La crise sociale, culturelle et identitaire qui traverse l'ensemble des pays développés est celle de la « sortie de la classe moyenne » d'une majorité des classes salariées occidentales. Les modèles nationaux n'ont pas résisté au rouleau compresseur de la mondialisation, partout le modèle inégalitaire et multiculturel s'est imposé. La France, comme les autres pays développés, est devenue une société américaine comme les autres où la classe moyenne disparaît, où les inégalités sociales et territoriales s'accroissent, tandis qu'émerge une société multiculturelle sous tension.

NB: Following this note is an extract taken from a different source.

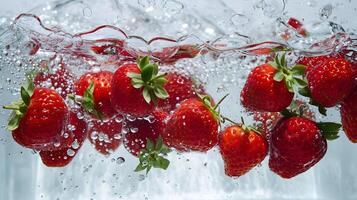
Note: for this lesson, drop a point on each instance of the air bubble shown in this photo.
(326, 12)
(70, 152)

L'économie mondialisée, qui repose sur une division internationale du travail, mais aussi sur la mécanisation et la robotisation, n'a plus besoin des classes populaires occidentales (trop chères, trop protégées), mais d'ouvriers en Chine, en Inde ou en Afrique et de cadres (bien rémunérés) et d'immigrés (sous-payés) aux États-Unis et en Europe. L'adaptation des sociétés européennes et américaines aux normes de l'économie-monde passe donc par la mise en œuvre du plus grand plan social de l'Histoire, celui des classes populaires. Cette procédure de licenciement massive n'a pas été annoncée, encore moins négociée, mais elle a bien été enclenchée au début des années 1970, période où les courbes du PIB et du chômage deviennent parallèles. Le modèle mondialisé démontre alors son efficacité économique et sa capacité à exclure les catégories modestes. Si les classes populaires n'ont pas officiellement reçu leur lettre de licenciement, elles ont été discrètement reléguées sur les territoires les moins connectés à l'économie-monde. Les logiques foncières, économiques, sociales, bref, la main invisible du marché, se sont chargées de la procédure de licenciement en reléguant en douceur la majorité des classes populaires occidentales dans les périphéries géographiques et culturelles de la mondialisation.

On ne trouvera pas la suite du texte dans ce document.